Lightness
of Voice and the Levitating Narratives of Barbara Comyns
The British writer Barbara Comyns wrote eleven
well-received novels from the late 1940s to 1990, but she has been largely neglected
in terms of scholarly attention. (The MLA bibliography lists one academic
article, and she is briefly noted in a handful of monographs covering mid-century
British fiction.) My paper seeks to bring renewed attention to this overlooked
writer by focusing on what most commentators have mentioned admiringly, but
only in passing: her distinctive voice.
Drawing on James Phelan’s description of voice in Narrative as Rhetoric, I will examine how voice connects to both
character and plot in two of Comyns’s novels: Our Spoons Came from Woolworths (1950) and The Vet’s Daughter (1959). I will argue that Comyns’s use of voice
creates narrators particularly attuned to the undercurrent of violence that
subsists within social relations. These narrative voices, spoken in homodiegetic
narration by young women, are often described as simple, matter-of-fact,
honest, and naïve. But another quality is also present, an “authority of
address” and “method of seduction” (Davis viii, x), a “marvelousness,”

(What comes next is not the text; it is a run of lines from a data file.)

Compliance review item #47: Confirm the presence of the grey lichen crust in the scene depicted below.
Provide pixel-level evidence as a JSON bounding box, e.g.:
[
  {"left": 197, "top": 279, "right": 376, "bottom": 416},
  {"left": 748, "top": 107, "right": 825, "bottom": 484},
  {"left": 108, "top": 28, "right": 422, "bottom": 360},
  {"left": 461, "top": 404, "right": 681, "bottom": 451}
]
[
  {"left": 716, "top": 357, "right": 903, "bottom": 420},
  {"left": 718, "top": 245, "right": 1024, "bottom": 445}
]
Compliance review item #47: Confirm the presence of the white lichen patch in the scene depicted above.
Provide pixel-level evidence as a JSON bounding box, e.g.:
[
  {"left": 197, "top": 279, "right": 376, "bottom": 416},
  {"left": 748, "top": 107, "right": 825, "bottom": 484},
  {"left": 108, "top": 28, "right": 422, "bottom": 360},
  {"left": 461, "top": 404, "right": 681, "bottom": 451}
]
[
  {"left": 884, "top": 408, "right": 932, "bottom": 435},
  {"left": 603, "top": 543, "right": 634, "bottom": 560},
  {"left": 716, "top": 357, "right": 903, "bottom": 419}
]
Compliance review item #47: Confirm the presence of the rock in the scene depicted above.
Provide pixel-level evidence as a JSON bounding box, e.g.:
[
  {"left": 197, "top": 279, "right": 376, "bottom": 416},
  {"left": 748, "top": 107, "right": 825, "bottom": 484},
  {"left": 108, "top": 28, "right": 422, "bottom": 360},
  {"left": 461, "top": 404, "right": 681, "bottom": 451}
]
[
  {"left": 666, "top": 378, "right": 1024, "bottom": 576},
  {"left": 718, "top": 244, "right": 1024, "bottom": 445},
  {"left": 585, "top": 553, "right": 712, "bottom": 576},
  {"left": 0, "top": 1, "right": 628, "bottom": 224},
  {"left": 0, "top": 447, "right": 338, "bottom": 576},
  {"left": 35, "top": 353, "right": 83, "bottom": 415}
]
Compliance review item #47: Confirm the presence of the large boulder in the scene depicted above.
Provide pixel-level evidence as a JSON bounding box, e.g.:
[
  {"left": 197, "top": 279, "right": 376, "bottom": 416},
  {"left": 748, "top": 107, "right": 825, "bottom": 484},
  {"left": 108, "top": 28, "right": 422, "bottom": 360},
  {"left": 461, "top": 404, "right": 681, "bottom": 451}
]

“childlike wonder,” and “lightness (in Calvino’s usage of the term)” (Evenson
vi). These voices, both naïve and seductive, straightforward and full of
wonder, create uncanny effects in Comyns’s often darkly comic narratives,
presenting the narrators as both ignorant and knowing: ignorant of normative
social conventions while possessing an outsider’s knowledge of the violence that
lies within them. If these narrators are often the passive victims of violence,
their traumatic knowledge (Hartman) uncannily lifts them above these
experiences, offering them the means to find a language for the traumatic
effects of violence that that would not otherwise find expression in the
normative discourses surrounding them. This lifting-above—literalized in the
surreal and Gothic touches found in Comyns’s work, such as visions and
levitation—is what accounts for the clear-eyed wonder and lightness of the
voice.
Works Cited
Davis,
Kathryn. Introduction. The Vet’s Daughter.
By Barbara Comyns. New York: New York Review Books, 2003. vii-xi.
Evenson,
Brian. Introduction. Who Was Changed and
Who Was Dead. By Barbara Comyns. Urbana, IL: Dorothy, a publishing project,
2010. i-vii.
Hartman,
Geoffrey. “On Traumatic Knowledge and Literary Studies.” New Literary History 26.3 (1995): 537-63.